Phil Roberts, whose Parasole Restaurant Holdings offers sidewalk seating at Chino Latino, Salut, and other locations, calculates that between cold, wind, rain and other enemies, "you might get 70 days all year" of dining outside in Minnesota. Yet the charges were the same, indoor and out.

The complaints rose in volume when the statewide smoking ban pushed owners to consider outdoor seating for smokers. American Legion Post 643, in downtown Savage, believes it lost 10 to 15 percent of its smoking clientele. But it also was shocked to discover it would cost about $40,000 in sewer and water hookups to add the size of patio it wanted.

Apple Valley's community development director, Bruce Nordquist, wrote to the council to say that a promising restaurant called La Luz, on Galaxie Avenue, both opened and closed in 2008 partly because of the high cost of upfront charges for patio seating - about $6,500.
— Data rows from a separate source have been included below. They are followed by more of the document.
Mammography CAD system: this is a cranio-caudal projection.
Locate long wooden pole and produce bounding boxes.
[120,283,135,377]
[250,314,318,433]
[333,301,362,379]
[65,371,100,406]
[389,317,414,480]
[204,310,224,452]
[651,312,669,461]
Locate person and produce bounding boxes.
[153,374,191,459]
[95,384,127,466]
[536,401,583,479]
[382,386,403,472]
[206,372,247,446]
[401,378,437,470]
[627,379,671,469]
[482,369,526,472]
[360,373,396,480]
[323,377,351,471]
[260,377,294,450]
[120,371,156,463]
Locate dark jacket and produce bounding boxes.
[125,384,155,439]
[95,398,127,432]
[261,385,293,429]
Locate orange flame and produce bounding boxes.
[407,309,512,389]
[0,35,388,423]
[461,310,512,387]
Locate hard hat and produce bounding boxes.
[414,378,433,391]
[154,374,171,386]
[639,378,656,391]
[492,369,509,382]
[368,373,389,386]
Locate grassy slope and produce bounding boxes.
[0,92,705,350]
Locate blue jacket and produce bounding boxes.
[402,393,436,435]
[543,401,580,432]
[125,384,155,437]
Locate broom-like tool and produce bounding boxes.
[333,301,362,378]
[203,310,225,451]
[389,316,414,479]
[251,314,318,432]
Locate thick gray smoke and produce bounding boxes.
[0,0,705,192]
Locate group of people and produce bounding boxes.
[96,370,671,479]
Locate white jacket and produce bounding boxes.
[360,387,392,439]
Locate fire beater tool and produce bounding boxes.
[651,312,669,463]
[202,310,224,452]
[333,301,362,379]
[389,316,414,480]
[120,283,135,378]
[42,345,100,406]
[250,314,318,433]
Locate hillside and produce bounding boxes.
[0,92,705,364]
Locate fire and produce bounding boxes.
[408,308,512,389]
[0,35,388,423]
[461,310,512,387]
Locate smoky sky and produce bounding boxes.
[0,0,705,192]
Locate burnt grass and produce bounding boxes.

Starting in October, all that will change. Under the guidance of newly appointed Met Council member Wendy Wulff, of Lakeville, the fees have been sliced back.

Cutting back

When the complaints started piling up, the council's staff at first proposed a 50 percent reduction, while acknowledging it was little more than a stab at the right price. "The 50 percent proposal was an acknowledgement that there is a technical basis for a discount, but that we cannot accurately determine exactly how much," staff members told council members in a memo.

In the face of continued criticism, including a public hearing in August that drew 51 people - a big crowd for an agency that tends to labor in the shadows - the council's staff agreed to move further, to a 75 percent discount off the normal fee.

Part of its rationale for doing so: While imposing the full fee was a means of insuring that the metro has adequate capacity in case all the restaurants are full of people drawing water and using the restrooms, in reality it doesn't work that way. Stormy weather, which causes the most problems to the system, is precisely the time when people avoid outdoor tables.

Myser was surprised to learn last week that the council had actually acted on her and others' complaints - and started staring out the window, calculating what might be next.

"It wouldn't be until next June, anyway," at this point, she said, given weather's effect on outdoor dining. And alas, she said, for her personally it doesn't erase all the issues, because she now needs to try to persuade the city of Prior Lake to ease another set of rules: those that require big walls to close off any outdoor dining that includes wine or beer glasses. That, she fears, could be a big buzz kill.

She could, however, have a future ally at City Hall: Her brother-in-law, Mike Myser, is running for mayor.